The friendship between Charleen and Phyllis began at a square dance competition when they literally bumped into each other on the dance floor.
The fiery redhead and the hot-headed blond traded barbs over who was at fault. Their insults turned to laughter as they each tried to outdo the other. When they discovered they lived a few miles apart, the deal was sealed. They would be best friends for over forty-five years.
Charleen’s three children and Phyllis’ two were all within a few years of each other. Most weekends found them at the other’s home, barbequing, dancing, or playing bridge.
Their friendship endured through their husbands’ cancer diagnoses and their own health challenges. Charleen and her husband moved out of state, then moved back five years later.
One year Charleen sent a humorous birthday card to Phyllis. As a joke, Phyllis sent the same card back. Not to be outdone, Charleen added a page the next year, reusing the card yet again. They’d each make up a poem, story, or rhyme about the previous year, and soon it was stuffed with extra pages. Terrified the card would be lost, they didn’t dare mail it, only personal delivery would do.
In 1977, Charleen and her husband traveled to Europe to sight see and pick up a new Mercedes in Germany. Phyllis’ birthday greeting that year:
“The year of travel overseas for a new car. Come move to Sacramento so you won’t live so far!”
The following year, Charleen and Roger did move back, along with Charleen’s mom, daughter, son-in-law, and new grandbaby:
“We took your advice and we did move; now among friends we can really groove. With Sister and Brother Rogers and grandbaby so sweet, living in Sac is a really big treat.”
Their friendship deepened when each of them found a relationship with Christ.
Ten years later, Phyllis penned:
“What do Charleen and the speed limit on the Interstate freeways have in common? They are both 65!”
Charleen wrote the last entry in December of 2004 on Phyllis’ birthday:
“Goodbye Phyllis. Life is not the same without you. I will miss you and grieve for you till I see you in Heaven.”

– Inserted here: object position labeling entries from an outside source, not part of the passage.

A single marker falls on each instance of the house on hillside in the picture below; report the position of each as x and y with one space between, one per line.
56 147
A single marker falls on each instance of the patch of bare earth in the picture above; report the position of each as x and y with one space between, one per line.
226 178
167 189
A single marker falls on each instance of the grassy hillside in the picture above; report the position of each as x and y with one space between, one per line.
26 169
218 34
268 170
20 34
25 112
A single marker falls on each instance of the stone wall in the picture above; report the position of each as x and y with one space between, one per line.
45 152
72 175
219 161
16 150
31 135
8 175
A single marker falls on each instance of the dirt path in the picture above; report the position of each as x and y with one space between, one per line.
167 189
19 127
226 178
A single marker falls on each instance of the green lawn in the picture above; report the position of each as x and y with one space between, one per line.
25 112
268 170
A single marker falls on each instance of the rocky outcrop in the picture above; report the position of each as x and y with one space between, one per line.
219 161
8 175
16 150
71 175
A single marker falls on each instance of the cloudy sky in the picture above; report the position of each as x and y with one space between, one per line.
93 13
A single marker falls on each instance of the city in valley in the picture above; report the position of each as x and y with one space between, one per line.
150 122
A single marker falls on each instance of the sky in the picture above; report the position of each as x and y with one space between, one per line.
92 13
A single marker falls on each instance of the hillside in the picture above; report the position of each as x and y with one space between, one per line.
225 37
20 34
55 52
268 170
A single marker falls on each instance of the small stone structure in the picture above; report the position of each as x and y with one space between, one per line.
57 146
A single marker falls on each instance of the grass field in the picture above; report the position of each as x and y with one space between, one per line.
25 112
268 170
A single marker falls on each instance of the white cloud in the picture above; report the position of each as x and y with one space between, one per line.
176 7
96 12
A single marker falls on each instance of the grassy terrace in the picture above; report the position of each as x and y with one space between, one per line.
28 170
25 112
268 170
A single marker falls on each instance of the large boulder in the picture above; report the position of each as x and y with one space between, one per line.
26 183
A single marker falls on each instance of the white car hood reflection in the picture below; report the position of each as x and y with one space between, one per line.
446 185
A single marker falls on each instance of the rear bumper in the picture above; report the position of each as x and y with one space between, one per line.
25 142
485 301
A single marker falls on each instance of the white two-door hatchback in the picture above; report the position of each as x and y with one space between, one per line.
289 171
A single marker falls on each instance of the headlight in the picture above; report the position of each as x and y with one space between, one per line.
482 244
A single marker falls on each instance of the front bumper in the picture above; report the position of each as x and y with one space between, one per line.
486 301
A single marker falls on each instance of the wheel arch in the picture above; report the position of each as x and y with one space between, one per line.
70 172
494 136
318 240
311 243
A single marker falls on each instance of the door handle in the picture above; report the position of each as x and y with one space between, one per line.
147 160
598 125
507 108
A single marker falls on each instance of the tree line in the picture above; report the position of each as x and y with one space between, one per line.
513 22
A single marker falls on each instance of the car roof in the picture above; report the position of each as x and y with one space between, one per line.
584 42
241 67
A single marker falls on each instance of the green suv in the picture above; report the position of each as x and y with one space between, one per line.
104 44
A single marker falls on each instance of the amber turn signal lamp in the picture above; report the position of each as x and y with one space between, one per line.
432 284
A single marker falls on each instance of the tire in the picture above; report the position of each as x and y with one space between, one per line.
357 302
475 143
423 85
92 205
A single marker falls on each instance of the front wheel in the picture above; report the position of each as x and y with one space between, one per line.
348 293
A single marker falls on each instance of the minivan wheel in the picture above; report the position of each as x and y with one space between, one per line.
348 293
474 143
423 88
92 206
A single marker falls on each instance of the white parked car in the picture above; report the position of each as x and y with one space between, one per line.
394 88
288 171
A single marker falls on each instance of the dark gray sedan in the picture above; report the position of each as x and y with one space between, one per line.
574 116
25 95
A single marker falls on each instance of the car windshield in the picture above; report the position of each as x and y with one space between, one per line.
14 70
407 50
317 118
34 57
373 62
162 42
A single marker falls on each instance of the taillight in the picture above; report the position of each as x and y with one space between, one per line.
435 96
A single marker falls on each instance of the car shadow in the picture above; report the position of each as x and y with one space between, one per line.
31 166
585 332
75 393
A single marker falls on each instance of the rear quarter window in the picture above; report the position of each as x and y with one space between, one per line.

Life without her spiritual sister would be as bleak as a rainy day in January. No more birthday card sharing, no more dinner and bridge game evenings with their husbands. No more weekly phone calls just to check in. Who would keep Charleen’s gray roots at bay? How could she live without her fiery red-head? Phyllis’ death left a Grand Canyon-sized hole in Charleen’s life.
Phyllis’ passing was the first in a long line of deaths. Mickey, Mimi, Eva—it seemed like Charleen attended a funeral every other month. At ninety-one, Charleen had outlived all of her friends.
For many elderly, this is a common scenario. As caregivers, we try to fill a void left by our aging parents’ friends. Sometimes we are the only person our aging loved one sees on a regular basis.
Loneliness is a leading cause for poor physical and mental health among the elderly.  When loneliness sets in it can increase the risk of high blood pressure, over eating, under eating, excessive drinking, depression, heart disease and other debilitating diseases such as arthritis, osteoporosis and glaucoma. People who are lonely are twice as likely to experience a decline in daily activities.
I experienced the same feelings of isolation as a young mom of two toddlers. My husband and I moved from my hometown of Sacramento to take a position as missionaries to the rural communities around Helena, Montana. I left behind my parents, grandmother, church family, and my best friend. I was miserable. Everyone in our little town of four hundred knew each other. I was the outsider, a city girl in a ranching community. I can’t remember ever being that lonely. Introverts like myself don’t make friends easily.
The difference between my story and Charleen’s is that I finally made a few friends. Some of the younger moms in our church reached out to me, since I had two preschoolers. The older ladies included me in some of their activities. Charleen’s story is the opposite. A person in her ninth decade doesn’t make new friends easily, especially if she’s dependent upon others for transportation. In Charleen’s case, she’s not only legally blind, but also in constant pain and is only able to sit for about an hour before having to lie down.